Network Vulnerability Scanners

Vulnerability scanners are automated tools that allow organizations to check if their networks, systems and applications have security weaknesses that could expose them to attacks. Vulnerability scanning is a common practice across enterprise networks and is often mandated by industry standards and government regulations to improve the organization’s security posture.

There are many tools and products in the vulnerability scanning space that cover different types of assets and offer additional features that help companies implement a complete vulnerability management program — the combined processes related to identifying, classifying and mitigating vulnerabilities.

External and internal vulnerability scans

Vulnerability scans can be performed from outside or inside the network or the network segment that’s being evaluated. Organizations can run external scans from outside their network perimeter to determine the exposure to attacks of servers and applications that are accessible directly from the internet. Meanwhile, internal vulnerability scans aim to identify flaws that hackers could exploit to move laterally to different systems and servers if they gain access to the local network.

The ease of gaining access to parts of the internal network depends on how the network is configured and, more importantly, segmented. Because of this, any vulnerability management program should start with a mapping and inventory of an organization’s systems and a classification of their importance based on the access they provide and the data they hold.

With the widespread adoption of cloud-based infrastructure in recent years, vulnerability scanning procedures must be adapted to include cloud-hosted assets as well. External scans are especially important in this context because misconfigured and insecure deployments of databases and other services in the cloud have been a common occurrence.

Authenticated and unauthenticated vulnerability scans

Vulnerability scans can be authenticated and unauthenticated, or credentialed and non-credentialed. The non-credentialed scans discover services that are open on a computer over the network and send packets on their open ports to determine the version of the operating system, the version of the software behind those services, if there are open file shares, and other information that is available without authenticating. Based on those details, the scanner searches a vulnerability database and lists what vulnerabilities are likely to exist on those systems.

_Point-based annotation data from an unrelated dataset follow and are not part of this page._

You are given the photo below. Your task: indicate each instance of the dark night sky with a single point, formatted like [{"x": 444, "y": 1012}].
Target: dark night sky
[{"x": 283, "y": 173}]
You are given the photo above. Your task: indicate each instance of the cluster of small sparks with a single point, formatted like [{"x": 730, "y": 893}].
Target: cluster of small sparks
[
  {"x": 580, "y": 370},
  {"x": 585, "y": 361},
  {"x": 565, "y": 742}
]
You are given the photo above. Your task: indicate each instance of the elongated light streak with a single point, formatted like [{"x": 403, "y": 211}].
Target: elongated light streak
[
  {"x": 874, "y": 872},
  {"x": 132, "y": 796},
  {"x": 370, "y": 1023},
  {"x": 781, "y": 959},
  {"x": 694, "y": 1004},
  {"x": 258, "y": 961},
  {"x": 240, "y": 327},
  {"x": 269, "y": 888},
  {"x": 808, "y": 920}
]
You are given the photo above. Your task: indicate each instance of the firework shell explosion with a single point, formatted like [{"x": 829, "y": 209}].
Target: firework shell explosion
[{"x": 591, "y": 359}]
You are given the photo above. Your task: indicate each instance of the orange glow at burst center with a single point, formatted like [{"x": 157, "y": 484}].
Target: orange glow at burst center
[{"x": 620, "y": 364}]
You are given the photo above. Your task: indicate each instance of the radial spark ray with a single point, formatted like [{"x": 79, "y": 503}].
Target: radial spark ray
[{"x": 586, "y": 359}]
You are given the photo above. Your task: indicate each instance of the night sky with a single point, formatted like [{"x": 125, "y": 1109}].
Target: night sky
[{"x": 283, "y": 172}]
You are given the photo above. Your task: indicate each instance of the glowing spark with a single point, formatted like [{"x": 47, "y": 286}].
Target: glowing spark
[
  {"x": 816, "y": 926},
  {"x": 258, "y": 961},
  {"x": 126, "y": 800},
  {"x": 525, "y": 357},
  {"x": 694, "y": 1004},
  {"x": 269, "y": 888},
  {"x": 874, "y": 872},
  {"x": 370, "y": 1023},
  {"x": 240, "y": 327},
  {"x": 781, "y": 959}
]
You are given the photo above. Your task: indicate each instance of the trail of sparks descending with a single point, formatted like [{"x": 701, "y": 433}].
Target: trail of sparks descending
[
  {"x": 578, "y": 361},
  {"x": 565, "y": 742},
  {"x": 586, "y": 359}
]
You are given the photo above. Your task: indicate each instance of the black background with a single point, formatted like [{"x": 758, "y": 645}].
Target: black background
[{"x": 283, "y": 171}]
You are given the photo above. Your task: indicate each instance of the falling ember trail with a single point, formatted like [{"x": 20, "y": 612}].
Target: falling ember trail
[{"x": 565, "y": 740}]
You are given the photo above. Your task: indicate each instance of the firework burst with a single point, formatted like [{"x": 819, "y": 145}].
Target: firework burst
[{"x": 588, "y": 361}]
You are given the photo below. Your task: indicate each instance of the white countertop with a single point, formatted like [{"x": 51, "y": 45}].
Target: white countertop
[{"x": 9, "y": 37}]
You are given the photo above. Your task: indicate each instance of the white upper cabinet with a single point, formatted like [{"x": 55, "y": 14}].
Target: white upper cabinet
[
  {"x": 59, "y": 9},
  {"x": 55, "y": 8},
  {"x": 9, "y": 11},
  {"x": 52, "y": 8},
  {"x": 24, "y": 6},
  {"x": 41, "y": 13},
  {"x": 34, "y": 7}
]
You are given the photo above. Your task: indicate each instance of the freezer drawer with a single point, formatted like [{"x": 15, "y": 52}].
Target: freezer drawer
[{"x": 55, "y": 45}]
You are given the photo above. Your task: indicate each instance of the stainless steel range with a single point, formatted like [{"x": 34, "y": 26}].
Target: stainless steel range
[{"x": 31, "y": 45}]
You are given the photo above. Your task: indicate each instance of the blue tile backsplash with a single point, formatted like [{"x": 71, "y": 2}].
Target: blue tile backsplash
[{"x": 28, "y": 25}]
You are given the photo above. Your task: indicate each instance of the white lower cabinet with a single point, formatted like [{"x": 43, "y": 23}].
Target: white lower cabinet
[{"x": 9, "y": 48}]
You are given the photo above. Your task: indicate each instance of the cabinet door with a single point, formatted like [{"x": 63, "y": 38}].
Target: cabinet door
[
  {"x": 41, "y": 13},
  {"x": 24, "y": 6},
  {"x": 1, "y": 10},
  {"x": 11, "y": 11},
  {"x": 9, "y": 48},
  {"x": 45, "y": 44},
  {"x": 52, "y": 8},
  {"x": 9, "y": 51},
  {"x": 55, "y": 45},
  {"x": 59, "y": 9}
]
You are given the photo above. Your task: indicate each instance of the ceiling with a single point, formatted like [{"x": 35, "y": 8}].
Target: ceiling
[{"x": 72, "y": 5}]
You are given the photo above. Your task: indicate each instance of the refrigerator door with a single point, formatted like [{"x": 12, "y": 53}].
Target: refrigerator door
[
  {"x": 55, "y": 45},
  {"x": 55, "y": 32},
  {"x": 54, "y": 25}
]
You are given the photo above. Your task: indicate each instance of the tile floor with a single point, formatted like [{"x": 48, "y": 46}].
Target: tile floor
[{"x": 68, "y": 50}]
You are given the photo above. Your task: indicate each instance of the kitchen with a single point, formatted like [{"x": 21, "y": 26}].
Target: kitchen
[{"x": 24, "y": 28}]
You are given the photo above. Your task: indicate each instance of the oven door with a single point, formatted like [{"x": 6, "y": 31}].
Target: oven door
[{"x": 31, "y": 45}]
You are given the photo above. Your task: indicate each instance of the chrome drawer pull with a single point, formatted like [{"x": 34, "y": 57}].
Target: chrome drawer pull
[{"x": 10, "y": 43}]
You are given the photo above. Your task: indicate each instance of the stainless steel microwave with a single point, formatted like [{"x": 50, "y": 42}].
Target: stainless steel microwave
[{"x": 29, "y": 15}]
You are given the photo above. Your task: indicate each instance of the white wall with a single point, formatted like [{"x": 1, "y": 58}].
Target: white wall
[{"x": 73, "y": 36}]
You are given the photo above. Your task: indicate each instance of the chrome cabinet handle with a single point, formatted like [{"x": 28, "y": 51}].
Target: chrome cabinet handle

Authenticated scans use login credentials to collect more detailed and accurate information about the operating system and the software installed on the scanned machines. Some programs might not be accessible over the network but can still have vulnerabilities that are exposed to other attack vectors such as opening maliciously crafted files or accessing malicious web pages. Some vulnerability assessment solutions use lightweight software agents deployed on computers in addition to network scanners to get a better picture of the security state of various systems in the organization.

Continuous vulnerability management

When performed monthly or quarterly, vulnerability scans only provide a snapshot in time and do not reflect the security posture of the tested systems in between scans. This can lead to significant blindspots and is why the security industry recommends increasing the frequency of vulnerability scanning as part of an approach called continuous vulnerability management.